Keduanya tidak sekadar cerita hiburan, melainkan cermin pandangan hidup orang Madura tentang keberanian, kecerdikan, kesetiaan, dan keseimbangan antara kekuatan dan kebijaksanaan.
- Kisah Ki Lesap dan Cakraningrat V menggambarkan bahwa kekuatan tanpa kebijaksanaan akan membawa kehancuran. Kesombongan Ki Lesap membuatnya lengah, sementara kecerdikan Cakraningrat — meski melalui tipu daya — menunjukkan bahwa kemenangan tidak selalu bergantung pada kekuatan fisik semata.

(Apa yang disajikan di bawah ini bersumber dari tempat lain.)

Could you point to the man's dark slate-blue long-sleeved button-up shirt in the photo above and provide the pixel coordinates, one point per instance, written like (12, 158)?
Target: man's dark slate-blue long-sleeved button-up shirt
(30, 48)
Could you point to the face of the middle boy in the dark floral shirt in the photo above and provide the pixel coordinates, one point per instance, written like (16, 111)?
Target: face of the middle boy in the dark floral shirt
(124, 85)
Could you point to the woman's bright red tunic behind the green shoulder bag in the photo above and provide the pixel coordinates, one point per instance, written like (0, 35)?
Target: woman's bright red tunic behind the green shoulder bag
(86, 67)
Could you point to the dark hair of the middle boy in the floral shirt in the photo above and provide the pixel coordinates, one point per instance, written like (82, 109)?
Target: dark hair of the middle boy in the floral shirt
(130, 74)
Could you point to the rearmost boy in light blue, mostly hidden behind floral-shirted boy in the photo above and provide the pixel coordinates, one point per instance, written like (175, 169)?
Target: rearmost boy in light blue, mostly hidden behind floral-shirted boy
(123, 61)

- Kisah Joko Tole dan Dewi Ratnadi mengajarkan tentang pengorbanan dan kasih sayang sejati, serta keajaiban yang lahir dari ketulusan hati. Meski kehilangan penglihatan, Dewi Ratnadi menjadi simbol pengorbanan cinta yang menghasilkan kehidupan baru bagi banyak orang melalui sumber air yang ia bantu hadirkan.
Dari dua legenda ini, masyarakat Madura belajar bahwa kehidupan adalah keseimbangan antara kekuatan dan kebijaksanaan, antara perjuangan dan doa, serta antara cinta dan pengorbanan.
Legenda Sebagai Identitas Budaya Bangkalan
Bagi masyarakat Madura, legenda bukan sekadar kisah masa lalu. Ia adalah jembatan antara sejarah dan nilai-nilai kehidupan, antara identitas dan kebanggaan. Di Bangkalan, kisah Ki Lesap dan Joko Tole menjadi dua pilar budaya yang terus diceritakan dari generasi ke generasi.
Cerita-cerita ini hidup dalam percakapan sehari-hari, dalam pertunjukan macapat, kentrung, dan tandak, juga dalam upacara adat dan kegiatan literasi budaya yang digalakkan oleh masyarakat dan lembaga seperti Rumah Literasi Sumenep.
Melalui pelestarian kisah-kisah semacam ini, generasi muda tidak hanya mengenal asal-usul daerahnya, tetapi juga menyerap nilai-nilai kebijaksanaan leluhur.
Dari Legenda ke Warisan
Kini, Bangkalan telah menjadi kota modern yang ramai dengan aktivitas ekonomi, pendidikan, dan budaya. Namun, di balik modernitas itu, jejak legenda masih terasa hidup. Beberapa tempat yang dipercaya menjadi lokasi gugurnya Ki Lesap masih dihormati sebagai situs sejarah, sementara wilayah Socah tetap dikenal dengan sumber airnya yang jernih dan subur.
Cerita-cerita seperti ini menjadi pengingat bahwa setiap nama tempat memiliki sejarah dan makna yang mendalam. “Bangka-la’an” bukan hanya seruan kematian, melainkan simbol lahirnya identitas dan keberanian, sementara “Socah” bukan hanya nama desa, melainkan simbol cinta dan pengorbanan.
Nilai yang Tak Lekang oleh Waktu
Dua legenda Bangkalan ini — tentang Ki Lesap dan Cakraningrat, serta Joko Tole dan Dewi Ratnadi — menunjukkan bahwa kisah rakyat adalah cermin dari kebijaksanaan yang tak lekang oleh waktu. Dari cerita tentang peperangan dan cinta, masyarakat Madura diajak memahami bahwa kekuasaan, kesaktian, dan cinta sejati semuanya memiliki batas dan konsekuensi.
Dalam setiap nama tempat, dalam setiap tutur rakyat, terdapat warisan makna yang mengikat masa lalu dan masa kini.
Dan di Bangkalan — tanah yang lahir dari teriakan “Bangka-la’an” dan disegarkan oleh mata air cinta di Socah — legenda-legenda itu terus hidup, menjadi denyut nadi kebudayaan Madura yang tak pernah padam.